L’urgence d’une conscience collective

L’élection présidentielle du 25 octobre restera dans les mémoires comme celle d’un rendez-vous manqué. Manqué pour la démocratie, manqué pour la réconciliation nationale, manqué pour la crédibilité du processus électoral. Mais ce constat, aussi amer soit-il, peut encore servir de point de départ pour une renaissance politique.

L’opposition ivoirienne a désormais une responsabilité historique : Choisir entre la dispersion stérile ou l’unité stratégique. Si elle reste divisée, elle laissera le champ libre à un pouvoir autoritaire et à un système verrouillé. Si, au contraire, elle se rassemble autour d’un projet commun de justice et de réforme, elle pourra redonner espoir à un peuple fatigué, mais toujours avide de liberté et de dignité.

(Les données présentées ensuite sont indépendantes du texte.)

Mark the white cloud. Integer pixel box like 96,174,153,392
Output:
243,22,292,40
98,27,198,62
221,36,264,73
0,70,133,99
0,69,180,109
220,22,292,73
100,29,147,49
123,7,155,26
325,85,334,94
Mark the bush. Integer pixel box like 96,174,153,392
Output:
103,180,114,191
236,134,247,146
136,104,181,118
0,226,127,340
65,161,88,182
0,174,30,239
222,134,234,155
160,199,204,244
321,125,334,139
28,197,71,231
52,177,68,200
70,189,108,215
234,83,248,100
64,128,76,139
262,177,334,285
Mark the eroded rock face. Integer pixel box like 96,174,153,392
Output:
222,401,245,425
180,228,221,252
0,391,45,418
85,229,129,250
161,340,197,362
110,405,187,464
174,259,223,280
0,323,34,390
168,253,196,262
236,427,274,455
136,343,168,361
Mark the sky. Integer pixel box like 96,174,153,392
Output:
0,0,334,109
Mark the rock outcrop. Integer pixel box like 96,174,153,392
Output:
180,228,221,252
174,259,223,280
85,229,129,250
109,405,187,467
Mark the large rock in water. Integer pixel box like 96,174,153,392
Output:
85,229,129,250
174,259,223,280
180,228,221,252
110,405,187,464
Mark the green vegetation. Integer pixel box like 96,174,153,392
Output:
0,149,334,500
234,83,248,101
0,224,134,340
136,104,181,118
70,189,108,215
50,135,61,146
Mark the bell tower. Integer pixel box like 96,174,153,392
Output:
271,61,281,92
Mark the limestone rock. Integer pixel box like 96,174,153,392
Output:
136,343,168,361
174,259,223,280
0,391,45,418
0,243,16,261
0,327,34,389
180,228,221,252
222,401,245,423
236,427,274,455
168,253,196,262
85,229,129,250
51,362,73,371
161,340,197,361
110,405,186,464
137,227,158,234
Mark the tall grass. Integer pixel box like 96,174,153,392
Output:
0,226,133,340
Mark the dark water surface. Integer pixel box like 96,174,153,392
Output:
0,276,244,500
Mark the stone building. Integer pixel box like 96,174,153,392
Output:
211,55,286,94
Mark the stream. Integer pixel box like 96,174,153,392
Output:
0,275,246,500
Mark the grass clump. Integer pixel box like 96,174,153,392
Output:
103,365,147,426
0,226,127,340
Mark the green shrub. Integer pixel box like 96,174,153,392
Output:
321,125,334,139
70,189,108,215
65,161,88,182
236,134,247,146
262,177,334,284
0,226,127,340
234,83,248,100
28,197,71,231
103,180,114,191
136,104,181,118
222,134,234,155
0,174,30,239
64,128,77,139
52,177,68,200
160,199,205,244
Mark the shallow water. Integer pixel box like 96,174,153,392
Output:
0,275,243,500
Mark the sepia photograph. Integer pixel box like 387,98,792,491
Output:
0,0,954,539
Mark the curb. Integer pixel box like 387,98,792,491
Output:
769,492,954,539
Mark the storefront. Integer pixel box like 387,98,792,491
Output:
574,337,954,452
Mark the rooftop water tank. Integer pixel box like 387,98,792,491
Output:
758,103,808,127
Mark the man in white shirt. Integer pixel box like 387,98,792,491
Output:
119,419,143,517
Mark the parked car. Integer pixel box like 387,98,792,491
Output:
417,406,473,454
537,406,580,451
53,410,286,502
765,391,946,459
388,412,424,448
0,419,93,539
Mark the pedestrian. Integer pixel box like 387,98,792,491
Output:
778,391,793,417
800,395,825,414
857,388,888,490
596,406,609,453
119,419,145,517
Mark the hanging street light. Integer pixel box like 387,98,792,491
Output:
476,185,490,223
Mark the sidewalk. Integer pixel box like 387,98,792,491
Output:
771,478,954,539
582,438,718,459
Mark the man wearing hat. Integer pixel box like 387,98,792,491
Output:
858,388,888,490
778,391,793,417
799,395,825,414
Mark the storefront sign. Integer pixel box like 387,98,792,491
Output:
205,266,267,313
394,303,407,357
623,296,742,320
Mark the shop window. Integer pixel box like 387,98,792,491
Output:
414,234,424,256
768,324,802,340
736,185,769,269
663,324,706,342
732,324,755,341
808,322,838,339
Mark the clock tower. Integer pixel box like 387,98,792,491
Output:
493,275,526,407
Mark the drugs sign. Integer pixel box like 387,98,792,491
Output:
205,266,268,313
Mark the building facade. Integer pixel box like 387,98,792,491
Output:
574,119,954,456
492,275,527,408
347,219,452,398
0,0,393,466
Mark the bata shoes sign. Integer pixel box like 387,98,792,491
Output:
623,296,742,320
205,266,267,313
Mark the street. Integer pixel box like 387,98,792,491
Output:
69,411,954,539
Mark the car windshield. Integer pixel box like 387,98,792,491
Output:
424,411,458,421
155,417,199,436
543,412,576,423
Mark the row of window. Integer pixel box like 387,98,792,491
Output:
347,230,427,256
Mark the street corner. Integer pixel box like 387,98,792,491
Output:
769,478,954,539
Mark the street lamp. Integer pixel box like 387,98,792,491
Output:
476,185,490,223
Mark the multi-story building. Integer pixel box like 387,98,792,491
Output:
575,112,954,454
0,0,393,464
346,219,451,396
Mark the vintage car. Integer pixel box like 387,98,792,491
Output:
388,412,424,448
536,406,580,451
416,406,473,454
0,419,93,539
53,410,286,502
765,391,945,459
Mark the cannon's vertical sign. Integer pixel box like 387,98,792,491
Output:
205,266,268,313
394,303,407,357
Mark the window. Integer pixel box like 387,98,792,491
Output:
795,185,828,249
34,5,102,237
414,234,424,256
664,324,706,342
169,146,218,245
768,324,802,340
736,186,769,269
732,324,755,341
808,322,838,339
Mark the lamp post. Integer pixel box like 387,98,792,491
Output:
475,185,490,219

Le moment est venu de dépasser les rancunes personnelles et les calculs électoraux pour embrasser l’intérêt supérieur de la nation. L’histoire retiendra non pas ceux qui ont le plus insulté, mais ceux qui auront su tendre la main pour bâtir ensemble une Côte d’Ivoire réconciliée, démocratique et souveraine.

Jean-Claude DJEREKE

est professeur de littérature à l’Université de Temple (Etats-Unis).